Ecosyste.ms: Awesome

An open API service indexing awesome lists of open source software.

Awesome Lists | Featured Topics | Projects

https://github.com/Doublevil/JmdictFurigana

A Japanese dictionary resource that attaches furigana to individual words
https://github.com/Doublevil/JmdictFurigana

Last synced: 11 days ago
JSON representation

A Japanese dictionary resource that attaches furigana to individual words

Awesome Lists containing this project

README

        

# The JmdictFurigana project

[Download the latest release of the JmdictFurigana file.](https://github.com/Doublevil/JmdictFurigana/releases/latest)

## What is it?

This project aims to build an open-source furigana resource to complement the [EDICT/Jmdict](http://www.edrdg.org/jmdict/j_jmdict.html) and [ENAMDICT/Jmnedict](http://www.edrdg.org/enamdict/enamdict_doc.html) dictionary files.
What it does is provide a link between kanji reading and kana reading by attaching the kana portions on the right kanji characters in individual dictionary words.

**Concretely, if you are building an application with the EDICT/Jmdict file, you can use the output of this project to display pretty furigana over your words instead of a plain kana string.**

## What it is *NOT*

JmdictFurigana is not a lexical parser.
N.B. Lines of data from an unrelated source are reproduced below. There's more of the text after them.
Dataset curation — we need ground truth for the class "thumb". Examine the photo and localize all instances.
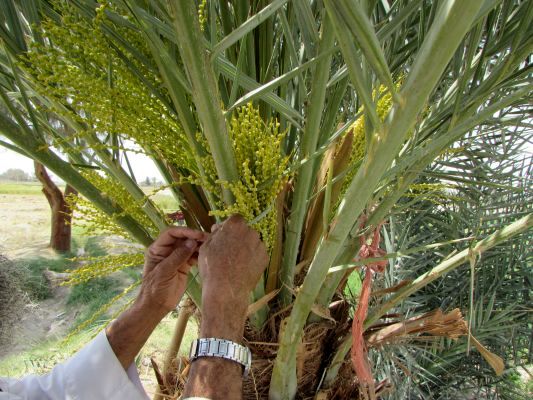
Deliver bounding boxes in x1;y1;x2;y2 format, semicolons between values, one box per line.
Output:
159;239;198;273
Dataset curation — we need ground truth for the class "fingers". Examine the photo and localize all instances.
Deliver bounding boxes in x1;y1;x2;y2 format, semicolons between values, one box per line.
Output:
152;226;207;247
158;239;198;274
147;227;208;261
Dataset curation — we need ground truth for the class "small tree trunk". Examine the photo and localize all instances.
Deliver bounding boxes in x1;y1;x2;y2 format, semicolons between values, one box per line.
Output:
34;161;78;252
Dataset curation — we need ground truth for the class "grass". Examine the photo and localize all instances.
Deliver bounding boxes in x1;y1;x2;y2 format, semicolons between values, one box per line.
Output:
0;182;193;382
67;277;122;326
0;181;59;196
0;315;198;379
15;236;106;301
0;331;94;377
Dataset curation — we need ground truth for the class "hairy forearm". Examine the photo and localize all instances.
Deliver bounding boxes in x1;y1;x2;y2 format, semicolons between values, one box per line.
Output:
106;301;166;369
184;292;248;400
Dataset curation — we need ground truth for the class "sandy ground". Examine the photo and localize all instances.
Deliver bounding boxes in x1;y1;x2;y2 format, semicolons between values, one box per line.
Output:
0;194;76;357
0;194;53;259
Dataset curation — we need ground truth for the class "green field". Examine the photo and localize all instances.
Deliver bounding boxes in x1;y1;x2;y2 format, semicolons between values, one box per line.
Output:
0;181;193;392
0;181;179;212
0;181;49;195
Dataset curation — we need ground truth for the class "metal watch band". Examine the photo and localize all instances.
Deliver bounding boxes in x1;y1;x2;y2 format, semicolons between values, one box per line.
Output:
189;338;252;376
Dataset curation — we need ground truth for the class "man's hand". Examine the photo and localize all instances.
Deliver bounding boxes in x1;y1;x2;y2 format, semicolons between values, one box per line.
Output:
184;215;268;400
138;227;207;314
198;215;268;303
106;227;207;369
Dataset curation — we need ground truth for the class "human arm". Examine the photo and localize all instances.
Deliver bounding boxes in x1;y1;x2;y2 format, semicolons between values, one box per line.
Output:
106;227;207;369
0;227;207;400
184;216;268;400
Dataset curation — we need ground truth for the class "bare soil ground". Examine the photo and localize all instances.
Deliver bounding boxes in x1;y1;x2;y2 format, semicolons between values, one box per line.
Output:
0;194;76;357
0;194;53;259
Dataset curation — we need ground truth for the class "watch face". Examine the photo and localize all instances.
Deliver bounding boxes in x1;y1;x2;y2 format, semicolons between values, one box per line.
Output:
189;338;252;376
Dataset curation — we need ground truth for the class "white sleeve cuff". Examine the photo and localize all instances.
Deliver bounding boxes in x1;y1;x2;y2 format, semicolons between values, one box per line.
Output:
64;331;148;400
0;331;149;400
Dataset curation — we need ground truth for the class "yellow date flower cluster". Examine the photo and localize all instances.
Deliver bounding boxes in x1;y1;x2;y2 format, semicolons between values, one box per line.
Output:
203;103;289;249
25;3;195;173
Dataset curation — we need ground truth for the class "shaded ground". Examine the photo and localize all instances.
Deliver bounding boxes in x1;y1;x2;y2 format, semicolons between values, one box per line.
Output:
0;194;54;259
0;187;197;395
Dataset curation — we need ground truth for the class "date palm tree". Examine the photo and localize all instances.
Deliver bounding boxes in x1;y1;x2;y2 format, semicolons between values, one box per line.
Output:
0;0;533;399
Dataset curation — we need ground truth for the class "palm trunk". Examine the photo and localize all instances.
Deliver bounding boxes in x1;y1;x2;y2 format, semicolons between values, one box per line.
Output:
34;161;78;253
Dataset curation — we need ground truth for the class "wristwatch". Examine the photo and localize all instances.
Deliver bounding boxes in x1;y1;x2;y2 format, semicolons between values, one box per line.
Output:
189;338;252;376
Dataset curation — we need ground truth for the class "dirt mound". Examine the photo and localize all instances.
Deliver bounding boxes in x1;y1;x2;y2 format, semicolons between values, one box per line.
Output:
0;254;28;346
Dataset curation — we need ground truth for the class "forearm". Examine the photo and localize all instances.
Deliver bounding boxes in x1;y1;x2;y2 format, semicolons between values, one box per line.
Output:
184;299;247;400
106;301;166;369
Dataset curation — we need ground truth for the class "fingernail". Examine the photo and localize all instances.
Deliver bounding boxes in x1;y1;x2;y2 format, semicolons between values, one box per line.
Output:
183;239;197;250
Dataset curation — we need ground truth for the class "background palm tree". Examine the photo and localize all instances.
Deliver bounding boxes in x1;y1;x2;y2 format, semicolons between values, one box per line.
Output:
0;0;533;399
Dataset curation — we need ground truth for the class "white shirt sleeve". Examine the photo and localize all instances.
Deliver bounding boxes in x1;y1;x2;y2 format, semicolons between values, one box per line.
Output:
0;331;149;400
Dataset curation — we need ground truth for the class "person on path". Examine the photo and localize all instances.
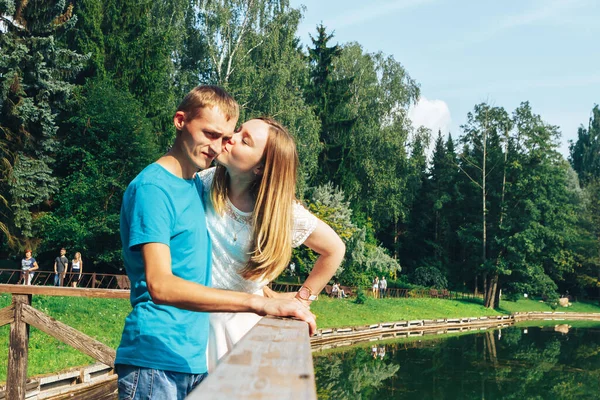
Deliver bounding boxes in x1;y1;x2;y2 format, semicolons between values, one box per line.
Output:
54;247;69;286
71;252;83;287
19;249;39;285
372;276;379;299
379;276;387;299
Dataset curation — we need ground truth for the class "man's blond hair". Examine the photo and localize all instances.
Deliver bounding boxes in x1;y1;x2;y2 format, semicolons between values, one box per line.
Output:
177;85;240;121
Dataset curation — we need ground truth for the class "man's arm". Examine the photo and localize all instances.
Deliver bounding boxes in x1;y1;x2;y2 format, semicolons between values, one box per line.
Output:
141;243;317;335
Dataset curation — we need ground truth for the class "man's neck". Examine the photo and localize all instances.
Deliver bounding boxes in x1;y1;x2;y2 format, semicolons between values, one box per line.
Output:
227;175;256;212
156;147;197;179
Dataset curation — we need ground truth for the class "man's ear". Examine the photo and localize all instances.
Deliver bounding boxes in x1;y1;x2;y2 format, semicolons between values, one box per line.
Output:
173;111;185;130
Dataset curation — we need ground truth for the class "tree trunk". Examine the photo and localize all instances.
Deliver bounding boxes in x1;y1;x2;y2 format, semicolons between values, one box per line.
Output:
483;272;488;297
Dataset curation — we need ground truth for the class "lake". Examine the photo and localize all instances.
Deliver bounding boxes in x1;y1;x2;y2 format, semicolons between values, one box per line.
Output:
314;321;600;400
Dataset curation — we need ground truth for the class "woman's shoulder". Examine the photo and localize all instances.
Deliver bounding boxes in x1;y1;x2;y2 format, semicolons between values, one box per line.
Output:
292;201;319;247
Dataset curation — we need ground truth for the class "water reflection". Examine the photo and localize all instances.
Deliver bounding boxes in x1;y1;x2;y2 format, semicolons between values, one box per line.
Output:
314;324;600;400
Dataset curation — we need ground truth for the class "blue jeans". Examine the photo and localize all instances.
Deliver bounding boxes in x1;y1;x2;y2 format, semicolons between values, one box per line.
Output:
115;364;208;400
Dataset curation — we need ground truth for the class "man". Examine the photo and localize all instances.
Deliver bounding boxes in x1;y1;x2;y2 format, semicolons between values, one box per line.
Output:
54;247;69;286
379;276;387;299
115;86;316;399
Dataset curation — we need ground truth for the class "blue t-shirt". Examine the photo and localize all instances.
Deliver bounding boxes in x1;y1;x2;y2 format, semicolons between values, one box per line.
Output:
115;164;211;374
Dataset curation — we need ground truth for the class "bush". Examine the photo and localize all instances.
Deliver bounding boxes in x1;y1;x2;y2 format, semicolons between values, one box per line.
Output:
502;292;523;302
413;267;448;289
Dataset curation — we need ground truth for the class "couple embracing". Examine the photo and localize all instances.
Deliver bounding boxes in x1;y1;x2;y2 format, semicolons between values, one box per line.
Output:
115;86;345;399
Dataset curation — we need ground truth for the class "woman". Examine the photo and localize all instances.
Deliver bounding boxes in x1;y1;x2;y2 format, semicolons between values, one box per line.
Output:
19;249;39;285
200;118;345;370
373;276;379;299
71;252;83;287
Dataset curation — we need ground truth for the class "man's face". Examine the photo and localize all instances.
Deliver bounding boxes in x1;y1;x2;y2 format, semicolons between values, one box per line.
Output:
173;106;237;170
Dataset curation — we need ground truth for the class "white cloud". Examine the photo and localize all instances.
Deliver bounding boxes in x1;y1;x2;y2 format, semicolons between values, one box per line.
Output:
408;97;452;135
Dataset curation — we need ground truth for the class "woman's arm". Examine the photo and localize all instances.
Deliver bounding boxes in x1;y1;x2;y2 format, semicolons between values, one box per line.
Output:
296;220;346;304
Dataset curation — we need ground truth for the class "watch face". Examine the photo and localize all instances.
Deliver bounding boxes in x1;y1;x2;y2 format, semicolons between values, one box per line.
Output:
298;287;310;300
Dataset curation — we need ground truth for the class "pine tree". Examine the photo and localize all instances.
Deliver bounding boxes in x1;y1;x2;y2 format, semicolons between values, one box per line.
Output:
305;25;356;184
0;0;85;252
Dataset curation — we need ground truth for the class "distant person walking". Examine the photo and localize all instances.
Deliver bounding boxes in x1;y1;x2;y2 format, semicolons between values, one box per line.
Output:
54;247;69;286
373;276;379;299
19;249;39;285
379;276;387;299
71;252;83;287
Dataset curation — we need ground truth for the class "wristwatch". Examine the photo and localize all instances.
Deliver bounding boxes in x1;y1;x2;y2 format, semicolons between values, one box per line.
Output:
296;286;317;301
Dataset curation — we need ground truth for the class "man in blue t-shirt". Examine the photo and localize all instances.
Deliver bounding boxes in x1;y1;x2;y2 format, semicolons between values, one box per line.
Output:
115;86;316;399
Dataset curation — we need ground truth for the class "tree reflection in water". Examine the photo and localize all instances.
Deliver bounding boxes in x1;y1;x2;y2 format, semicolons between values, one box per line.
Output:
314;323;600;400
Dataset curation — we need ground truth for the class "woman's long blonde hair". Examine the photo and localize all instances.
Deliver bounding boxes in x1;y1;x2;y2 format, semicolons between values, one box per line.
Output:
211;117;298;281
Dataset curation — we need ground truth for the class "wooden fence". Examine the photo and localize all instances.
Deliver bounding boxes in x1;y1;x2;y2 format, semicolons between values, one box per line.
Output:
0;285;129;400
0;269;131;290
269;282;483;300
0;285;317;400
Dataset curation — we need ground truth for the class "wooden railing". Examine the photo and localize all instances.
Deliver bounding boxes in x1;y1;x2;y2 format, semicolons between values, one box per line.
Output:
187;317;317;400
0;285;317;400
269;282;483;300
0;285;129;400
0;269;131;289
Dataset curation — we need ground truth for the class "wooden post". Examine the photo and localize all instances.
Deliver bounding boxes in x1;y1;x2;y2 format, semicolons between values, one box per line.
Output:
6;294;31;400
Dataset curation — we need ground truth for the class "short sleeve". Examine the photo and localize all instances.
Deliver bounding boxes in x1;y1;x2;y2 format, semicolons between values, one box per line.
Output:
292;202;319;247
124;184;175;249
197;167;216;192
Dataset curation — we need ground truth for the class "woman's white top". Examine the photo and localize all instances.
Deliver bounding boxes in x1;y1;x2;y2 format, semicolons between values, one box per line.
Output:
199;168;318;371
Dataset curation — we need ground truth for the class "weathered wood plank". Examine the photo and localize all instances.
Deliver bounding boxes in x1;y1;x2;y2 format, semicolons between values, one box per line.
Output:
6;294;31;400
0;284;129;299
188;317;317;400
0;304;15;326
21;305;116;367
39;375;117;400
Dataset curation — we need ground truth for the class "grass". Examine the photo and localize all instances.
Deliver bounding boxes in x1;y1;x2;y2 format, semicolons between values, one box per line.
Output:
0;295;131;382
0;295;600;382
311;297;504;328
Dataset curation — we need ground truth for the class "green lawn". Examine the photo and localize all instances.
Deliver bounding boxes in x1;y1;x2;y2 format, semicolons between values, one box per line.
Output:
311;296;504;328
0;295;600;382
0;295;131;382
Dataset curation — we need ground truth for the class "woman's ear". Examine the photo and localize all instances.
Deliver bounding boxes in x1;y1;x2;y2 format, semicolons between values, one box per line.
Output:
173;111;185;130
252;164;265;176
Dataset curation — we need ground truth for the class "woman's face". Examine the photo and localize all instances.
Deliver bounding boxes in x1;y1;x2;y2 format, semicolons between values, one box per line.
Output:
217;119;269;174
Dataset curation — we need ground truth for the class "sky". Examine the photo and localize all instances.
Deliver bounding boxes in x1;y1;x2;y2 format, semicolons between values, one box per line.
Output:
290;0;600;156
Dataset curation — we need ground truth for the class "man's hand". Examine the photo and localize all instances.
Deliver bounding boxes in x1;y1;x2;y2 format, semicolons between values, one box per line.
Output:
256;297;317;336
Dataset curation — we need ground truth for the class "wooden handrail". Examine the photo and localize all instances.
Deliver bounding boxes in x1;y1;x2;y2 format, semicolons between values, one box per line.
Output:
0;285;129;299
0;269;130;289
187;317;317;400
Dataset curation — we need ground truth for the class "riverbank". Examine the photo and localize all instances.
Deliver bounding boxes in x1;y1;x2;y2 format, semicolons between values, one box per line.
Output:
0;295;600;382
311;297;600;328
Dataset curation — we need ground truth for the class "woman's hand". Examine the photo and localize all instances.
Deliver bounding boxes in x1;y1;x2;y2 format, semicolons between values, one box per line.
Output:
263;286;298;300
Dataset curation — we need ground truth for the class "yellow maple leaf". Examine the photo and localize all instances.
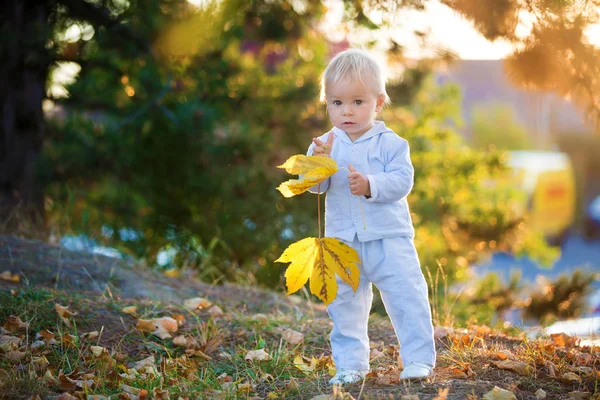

It is designed around individual words, not for sentences.

In other words, where lexical parsers are identifying words in a sentence or an expression, JmdictFurigana aims to identify individual kanji readings in a word.

As such, it is discouraged to use it in tools that provide furigana over entire sentences.

## For non-initiates

The EDICT (or Jmdict) and ENAMDICT (or Jmnedict) files are Japanese word dictionary files that contain, for each entry:
- The **kanji reading** of the entry (e.g. "頑張り屋"), that you can consider like the "proper writing" of the entry. It contains kanji (ideographic) characters and may also contain kana (phonetic) characters.
- The **kana readings** of the entry (e.g. "がんばりや" (ganbariya)), which is a kana (phonetic) string documenting the pronunciation of the entry. Each kanji character in the kanji reading has a matching pronunciation (one or more kana) that can vary depending on the expression it is used in. (e.g. 頑 -> がん (gan) ; 張 -> ば (ba) ; 屋 -> や (ya))
- (The definitions and other informations that are not relevant to this project)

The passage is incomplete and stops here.